Il faut parfois relativiser. Wingen-sur-Moder, sympathique mais néanmoins petite bourgade de 1600 habitants, n’a pas forcément les attraits types du haut lieu touristique. Et dans cette Alsace Bossue si verdoyante, on imagine mal un véritable encrage industriel. Erreur. Double erreur même. Depuis (presque) cent ans, on fabrique ici les plus beaux objets en verre du monde – ou pas loin. Avec ses 10 000 visiteurs chaque été, le Musée Lalique a réussi à imposer le détour dans les voyages touristiques. Y compris en période post-confinement. « Finalement, c’est une chance d’être à la campagne », avance Véronique Brumm, la directrice du musée. « Les gens ont pu venir en balade, profiter de la verdure environnante. En revanche, cette rentrée est plus compliquée. On perd 25% par rapport à l’an passé parce qu’on ne peut plus accueillir les groupes, scolaires ou seniors. »
250 personnes perpétuent le savoir-faire
Comme beaucoup d’autres établissements, Lalique fait le dos rond et regarde un peu autour. « On a eu peu de directives au départ. Il y a beaucoup de concertation avec les autres musées, pour voir comment chacun procède. On a surtout réfléchi à optimiser les parcours de visite pour éviter le croisement. » Rouvert depuis le 25 mai, le Musée Lalique a tout mis en place pour une approche sanitaire irréprochable. Véronique Brumm fait aussi preuve de philosophie, en estimant que « se laver les mains plus souvent, ce n’est pas un mal ».
Si René Lalique a laissé un nom, un héritage et un savoir-faire, si le Musée porte le patronyme, le groupe Lalique n’est plus aux mains de la famille depuis les années 1990, après avoir été vendu à un groupe suisse. Mais ce musée « reste celui d’une entreprise vivante », martèle Véronique Brumm. « Près de 250 personnes perpétuent ce savoir-faire sur le seul lieu de fabrication au monde de Lalique, ici, sur ce lieu choisi par René Lalique pour construire son usine. » Une usine à l’époque révolutionnaire.
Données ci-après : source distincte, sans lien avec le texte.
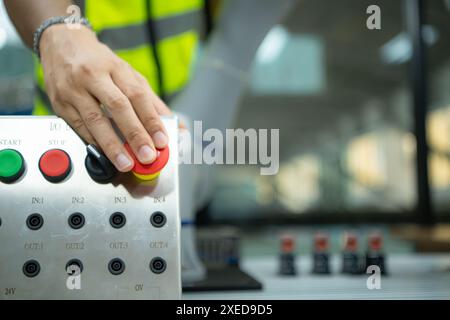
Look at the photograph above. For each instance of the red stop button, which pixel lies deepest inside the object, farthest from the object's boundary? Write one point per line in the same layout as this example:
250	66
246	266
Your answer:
55	165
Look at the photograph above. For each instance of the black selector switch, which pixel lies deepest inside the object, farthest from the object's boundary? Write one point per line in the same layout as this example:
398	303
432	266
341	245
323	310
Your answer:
98	166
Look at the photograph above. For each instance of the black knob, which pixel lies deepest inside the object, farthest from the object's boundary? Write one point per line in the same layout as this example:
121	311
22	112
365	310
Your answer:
98	166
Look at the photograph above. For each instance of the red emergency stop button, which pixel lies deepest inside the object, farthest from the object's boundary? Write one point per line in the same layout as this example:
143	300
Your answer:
55	165
149	171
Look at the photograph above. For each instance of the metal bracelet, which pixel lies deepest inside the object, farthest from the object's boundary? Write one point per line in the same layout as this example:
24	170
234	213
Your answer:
69	20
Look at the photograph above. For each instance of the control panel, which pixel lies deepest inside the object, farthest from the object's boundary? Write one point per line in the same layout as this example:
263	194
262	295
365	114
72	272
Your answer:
72	227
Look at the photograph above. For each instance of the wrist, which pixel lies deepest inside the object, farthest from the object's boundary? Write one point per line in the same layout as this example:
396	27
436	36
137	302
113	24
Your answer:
59	36
55	27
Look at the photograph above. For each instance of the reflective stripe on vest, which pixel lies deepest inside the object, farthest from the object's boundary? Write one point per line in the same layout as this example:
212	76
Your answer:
122	25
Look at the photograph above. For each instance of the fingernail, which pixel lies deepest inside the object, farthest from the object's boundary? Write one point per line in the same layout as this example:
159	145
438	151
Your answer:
146	154
160	139
123	162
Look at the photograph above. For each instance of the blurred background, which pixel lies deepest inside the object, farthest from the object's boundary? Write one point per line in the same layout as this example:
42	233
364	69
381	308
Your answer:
342	98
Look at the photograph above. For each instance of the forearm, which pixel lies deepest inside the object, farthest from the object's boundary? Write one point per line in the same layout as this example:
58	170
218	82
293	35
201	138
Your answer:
27	15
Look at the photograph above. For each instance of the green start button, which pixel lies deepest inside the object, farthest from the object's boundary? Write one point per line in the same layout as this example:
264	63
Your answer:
12	165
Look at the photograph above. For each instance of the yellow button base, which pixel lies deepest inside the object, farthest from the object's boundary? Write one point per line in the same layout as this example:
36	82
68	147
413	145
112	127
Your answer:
147	177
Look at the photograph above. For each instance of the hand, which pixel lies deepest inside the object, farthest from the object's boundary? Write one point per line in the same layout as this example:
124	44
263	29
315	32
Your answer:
82	75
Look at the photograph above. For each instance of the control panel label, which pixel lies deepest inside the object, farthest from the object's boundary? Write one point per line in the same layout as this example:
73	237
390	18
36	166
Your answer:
10	291
37	200
58	126
78	200
120	200
159	244
56	142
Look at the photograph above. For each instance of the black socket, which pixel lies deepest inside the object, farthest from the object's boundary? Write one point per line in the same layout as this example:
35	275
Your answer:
99	168
158	219
35	221
117	220
74	262
76	220
158	265
116	266
31	268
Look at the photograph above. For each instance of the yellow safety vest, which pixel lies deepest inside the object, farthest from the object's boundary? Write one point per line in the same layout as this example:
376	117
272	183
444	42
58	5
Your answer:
130	27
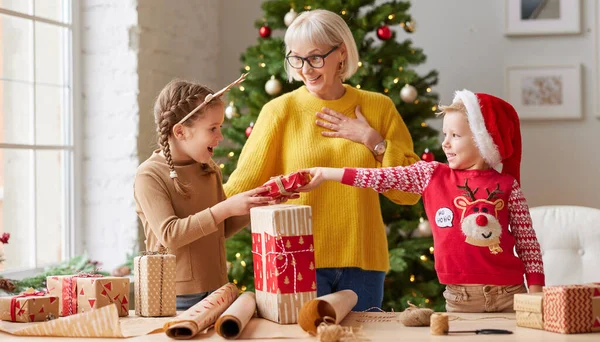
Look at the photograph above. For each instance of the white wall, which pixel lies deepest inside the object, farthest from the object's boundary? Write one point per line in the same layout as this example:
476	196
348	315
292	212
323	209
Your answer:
130	50
464	40
110	123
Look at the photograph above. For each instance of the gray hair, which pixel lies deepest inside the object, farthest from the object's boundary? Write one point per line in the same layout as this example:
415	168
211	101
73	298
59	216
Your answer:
322	27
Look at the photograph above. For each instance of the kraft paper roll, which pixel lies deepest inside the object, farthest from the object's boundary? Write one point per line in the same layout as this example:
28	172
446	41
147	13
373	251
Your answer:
234	320
202	315
334	307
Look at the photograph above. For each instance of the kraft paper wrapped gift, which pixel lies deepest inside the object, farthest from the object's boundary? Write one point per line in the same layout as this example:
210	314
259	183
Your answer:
84	292
529	310
29	306
155	285
284	260
572	309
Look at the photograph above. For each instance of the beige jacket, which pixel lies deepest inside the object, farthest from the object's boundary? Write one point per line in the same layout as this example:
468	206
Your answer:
186	226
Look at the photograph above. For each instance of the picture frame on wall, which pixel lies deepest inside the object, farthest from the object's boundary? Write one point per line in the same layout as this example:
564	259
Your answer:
543	17
545	92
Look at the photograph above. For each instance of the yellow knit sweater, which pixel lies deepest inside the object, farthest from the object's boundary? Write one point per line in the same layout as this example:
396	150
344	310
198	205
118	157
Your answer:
347	224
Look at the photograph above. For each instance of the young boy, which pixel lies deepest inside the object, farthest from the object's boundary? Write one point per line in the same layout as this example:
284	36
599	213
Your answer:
478	214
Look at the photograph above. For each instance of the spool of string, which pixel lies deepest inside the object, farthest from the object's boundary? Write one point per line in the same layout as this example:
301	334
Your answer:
439	324
415	316
329	331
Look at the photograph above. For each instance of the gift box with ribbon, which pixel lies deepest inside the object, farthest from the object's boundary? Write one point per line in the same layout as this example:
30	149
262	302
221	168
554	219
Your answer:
529	310
284	260
155	284
287	185
572	309
84	292
29	306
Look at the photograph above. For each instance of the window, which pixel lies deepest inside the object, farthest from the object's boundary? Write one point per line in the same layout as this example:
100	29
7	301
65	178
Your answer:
36	132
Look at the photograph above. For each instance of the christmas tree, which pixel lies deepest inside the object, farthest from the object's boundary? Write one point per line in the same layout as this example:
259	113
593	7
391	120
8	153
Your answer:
386	66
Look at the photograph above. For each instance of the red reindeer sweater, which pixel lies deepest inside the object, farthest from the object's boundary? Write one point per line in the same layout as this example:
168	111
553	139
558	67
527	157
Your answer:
470	212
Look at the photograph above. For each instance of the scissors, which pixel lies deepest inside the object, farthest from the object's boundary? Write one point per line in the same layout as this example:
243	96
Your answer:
483	332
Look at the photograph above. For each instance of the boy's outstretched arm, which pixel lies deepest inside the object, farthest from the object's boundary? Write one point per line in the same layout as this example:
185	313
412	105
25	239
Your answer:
321	174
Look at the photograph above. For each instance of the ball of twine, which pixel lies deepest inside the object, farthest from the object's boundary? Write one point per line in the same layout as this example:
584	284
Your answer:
439	324
414	316
330	333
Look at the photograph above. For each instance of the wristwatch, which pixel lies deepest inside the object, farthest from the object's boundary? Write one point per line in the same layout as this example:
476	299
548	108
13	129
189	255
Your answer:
380	148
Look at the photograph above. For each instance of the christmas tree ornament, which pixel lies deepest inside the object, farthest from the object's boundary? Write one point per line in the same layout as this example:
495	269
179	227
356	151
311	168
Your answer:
289	17
424	228
408	93
230	111
273	86
384	32
264	31
410	26
249	129
427	156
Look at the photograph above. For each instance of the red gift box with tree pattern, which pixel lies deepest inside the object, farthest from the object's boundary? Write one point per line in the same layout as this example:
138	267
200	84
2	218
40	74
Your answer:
285	186
85	292
284	260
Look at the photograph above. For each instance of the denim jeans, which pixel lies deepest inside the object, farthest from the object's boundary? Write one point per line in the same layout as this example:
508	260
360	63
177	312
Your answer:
368	285
185	302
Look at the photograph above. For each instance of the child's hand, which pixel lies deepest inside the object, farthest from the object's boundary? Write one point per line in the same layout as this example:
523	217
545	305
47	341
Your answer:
239	204
321	174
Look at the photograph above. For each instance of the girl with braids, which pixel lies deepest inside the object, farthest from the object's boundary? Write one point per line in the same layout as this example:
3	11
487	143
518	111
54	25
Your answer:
179	195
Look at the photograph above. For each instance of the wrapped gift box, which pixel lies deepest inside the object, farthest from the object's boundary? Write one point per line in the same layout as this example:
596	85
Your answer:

« Ça fascine tous les âges »
Quand on pousse les portes, on arrive avec – peut-être – une image un peu à l’ancienne. Le verre, le cristal, est-ce bien moderne ? « Ça fascine tous les âges », affirme la directrice du musée. « On a aussi l’image d’un musée qui ne serait pas pour les enfants, à cause de la fragilité du verre, mais c’est un public qui nous tient à cœur. Notre rôle, c’est de faire découvrir l’Histoire de l’art, et on prévoit plein d’ateliers pour les enfants. »
Ici, à Wingen, on est fier. Ça n’a pas toujours été le cas en revanche. « Je suis une enfant de Wingen-sur-Moder. J’ai 45 ans et quand j’étais petite j’entendais des parents dire : si tu ne travailles pas bien à l’école, t’iras chez Lalique ! Mais depuis dix, quinze ans, ce regard évolue. Une fierté se développe en Alsace du Nord. »
Reste à convaincre les gens de la Ville. Les Strasbourgeois, c’est vrai, ont plus tendance à regarder vers Colmar que vers Haguenau ou Wissembourg. Et pourtant, « quand ils viennent une fois, ils reviennent ! Il y a des balades à vélo, à pied, plein de choses à découvrir. » Le plus beau à découvrir reste ce travail incroyable, de l’une des plus belles maisons du monde. Le Nord-est de la France, avec Wingen-sur-Moder, Meisenthal, Saint-Louis et même Baccarat est encore le berceau d’un certain luxe à la Française : les arts de la table. Si chez nous, on le croit en déclin, il se porte très bien dans les grandes métropoles du monde. Il est temps qu’on s’en rende compte. Et qu’on en soit fiers.
Wingen-sur-Moder, berceau du luxe verrier
Si René Lalique, né à Ay, dans la Marne, développe son art et sa créativité auprès des grands créateurs parisiens, c’est en Alsace, à Wingen-sur-Moder qu’il va imaginer l’usine du futur, celle qui lui permettra de fabriquer en grande série, en conservant un savoir-faire d’artisan. C’est ici qu’il déposera de très nombreux brevets et partira à la conquête du monde. Les objets Lalique, encore fabriqués aujourd’hui à Wingen-sur-Moder, terminent chez de riches acheteurs d’Asie, des États-Unis ou du Moyen-Orient.